Amazing really. Just think. A student cheats, is formally investigated and found to have indeed cheated. The student is then is allowed to “correct” their work, outside the exam and at their leisure. Makes sense every time.
The materials scientist? None other than Francesco Stellacci. Recall that there have been some serious concerns raised about Stellacci’s work. These were first aired in public with the first post on Raphael’s blog, which accompanied the publication of his article in Small questioning the phase separation of ligands on gold nanoparticles into stripes.
Since, a litany of issues have been raised: image re-use, including the re-use of an image to describe a completely different experiment, stonewalling efforts of third parties to access raw data and so on. Some progress has been made two corrections in journals and the appearance of some (but only some) raw image data.
I have had a look at all the TIFF files. I know I should be examining the original files in Gwiddion, but I also know from the little SPM work I have been involved in (15 years ago looking at fibroblast growth factors on gold 111) that if it isn’t obvious in the TIFF, it isn’t there.
There is nothing in the images provided by Stellacci that supports any sort of structure on the surface of the nanoparticles. There is plenty of noise. How to get the nice images published in a whole series of papers since 2004? Manipulate the images. Simple, easy. One route is explained by Philip Moriarty in a guest post.
This is a fraud, pure and simple. First there is an error. Then the glamour of the error causes temptation and/or self-delusion. This is when the shift occurs from science through to misconduct, which ultimately leads to fraud. Why? Because fraud involves obtaining gain through illicit means. If science has any self-righting capacity, then we can expect investigations at his former employer, MIT, and his current one, EPFL. We may then see the papers retracted in due course. However, there is an alternative, which is a load of corrections and some more entries for the “Thesaurus of Euphemisms“, as seems to be happening at McGill.
Are we wasting out time bringing these problems to the fore? NO. One only has to remember three things:
1. This is public money being spent.
2. The amount of non-reproducible science published, which I posted on recently here.
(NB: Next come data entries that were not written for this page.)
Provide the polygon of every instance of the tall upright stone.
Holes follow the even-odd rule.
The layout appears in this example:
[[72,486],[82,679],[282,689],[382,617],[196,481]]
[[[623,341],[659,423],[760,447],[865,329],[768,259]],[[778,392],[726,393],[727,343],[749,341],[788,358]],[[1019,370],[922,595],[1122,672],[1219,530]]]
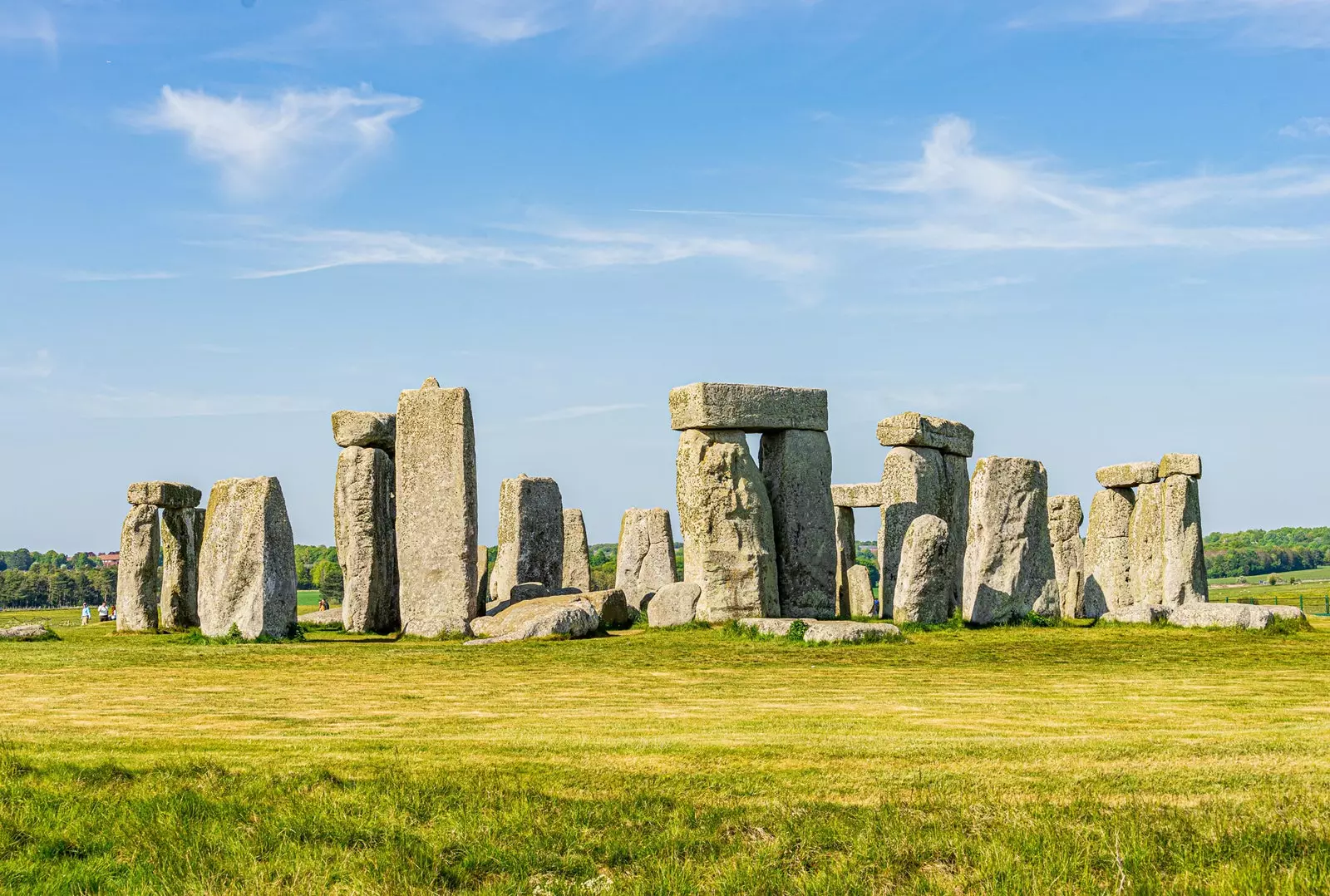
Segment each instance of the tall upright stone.
[[564,581],[564,497],[547,476],[521,475],[499,484],[499,556],[491,600],[507,601],[513,585]]
[[476,592],[476,436],[471,396],[430,378],[398,397],[398,580],[402,631],[463,634]]
[[1037,460],[975,461],[963,612],[976,625],[1060,613],[1048,536],[1048,473]]
[[614,588],[624,592],[630,612],[641,612],[656,592],[678,578],[669,510],[662,506],[624,510],[614,557]]
[[1080,540],[1080,526],[1084,521],[1080,499],[1075,495],[1055,495],[1048,499],[1048,536],[1053,544],[1053,570],[1057,573],[1063,616],[1068,619],[1088,618],[1085,545]]
[[1164,602],[1164,483],[1144,483],[1128,528],[1132,604]]
[[342,565],[342,626],[395,631],[398,541],[392,460],[382,448],[343,448],[332,489],[332,530]]
[[587,546],[587,521],[581,510],[564,510],[564,588],[591,593],[591,549]]
[[951,533],[946,520],[924,513],[906,529],[891,617],[902,622],[942,625],[951,616]]
[[295,544],[274,476],[223,479],[207,499],[198,621],[209,637],[295,634]]
[[837,616],[849,619],[854,610],[850,606],[850,568],[859,561],[859,545],[854,540],[854,508],[835,509],[835,610]]
[[1089,503],[1085,528],[1085,618],[1132,605],[1130,520],[1136,493],[1103,488]]
[[[162,510],[162,598],[160,625],[190,629],[198,625],[198,548],[203,540],[202,510]],[[117,622],[118,612],[117,612]]]
[[157,508],[136,504],[120,528],[120,565],[116,569],[116,630],[153,631],[161,597],[157,562],[161,526]]
[[[1194,469],[1197,473],[1201,471],[1198,457]],[[1174,473],[1164,479],[1164,605],[1181,606],[1209,600],[1200,483],[1185,473]]]
[[765,432],[758,457],[771,501],[781,616],[835,618],[835,506],[827,433]]
[[771,503],[742,429],[685,429],[676,459],[684,580],[702,597],[697,618],[781,614]]

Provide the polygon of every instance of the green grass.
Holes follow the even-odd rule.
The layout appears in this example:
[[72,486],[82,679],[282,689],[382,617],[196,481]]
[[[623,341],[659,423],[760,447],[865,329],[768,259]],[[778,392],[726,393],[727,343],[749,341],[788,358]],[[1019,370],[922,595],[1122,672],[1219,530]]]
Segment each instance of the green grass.
[[1330,889],[1330,622],[0,643],[0,889]]

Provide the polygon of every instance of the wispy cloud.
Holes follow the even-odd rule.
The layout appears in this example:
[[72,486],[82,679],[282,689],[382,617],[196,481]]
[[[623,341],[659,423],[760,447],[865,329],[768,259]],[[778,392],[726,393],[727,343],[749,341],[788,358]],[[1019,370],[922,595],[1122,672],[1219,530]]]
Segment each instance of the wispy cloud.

2. Science fraud has the potential to kill people, see my posts on Anil Potti and the links therein here and here.
Now to the fake blog the reason for this update.
Fake blog here.
Real blog here.
I was quite fascinated, as I read it because I felt that I was getting a first hand insight into the mind of a science fraudster. I went to re-read the interview in the New York Times of Stapel, the fraudulent psychologist by Yudhijit Bhattacharjee. The arrogance and method are remarkably similar. The self-justification too. Reading the fake blog I got a feeling I was reading part of the transcript of Stapel’s interview. Attributing it to Stellacci was a guess or a hypothesis. The only new evidence are continued tweets from the fake Raphael Levy, which become ever more bizarre, so nothing to bear on the identity of the author.
So with this lack of evidence, my guess is wrong and I retract it. This is the normal thing to do. Unfortunately it seems very, very difficult for a lot of people to stand up and say, “Yes, that bit is wrong”. They should.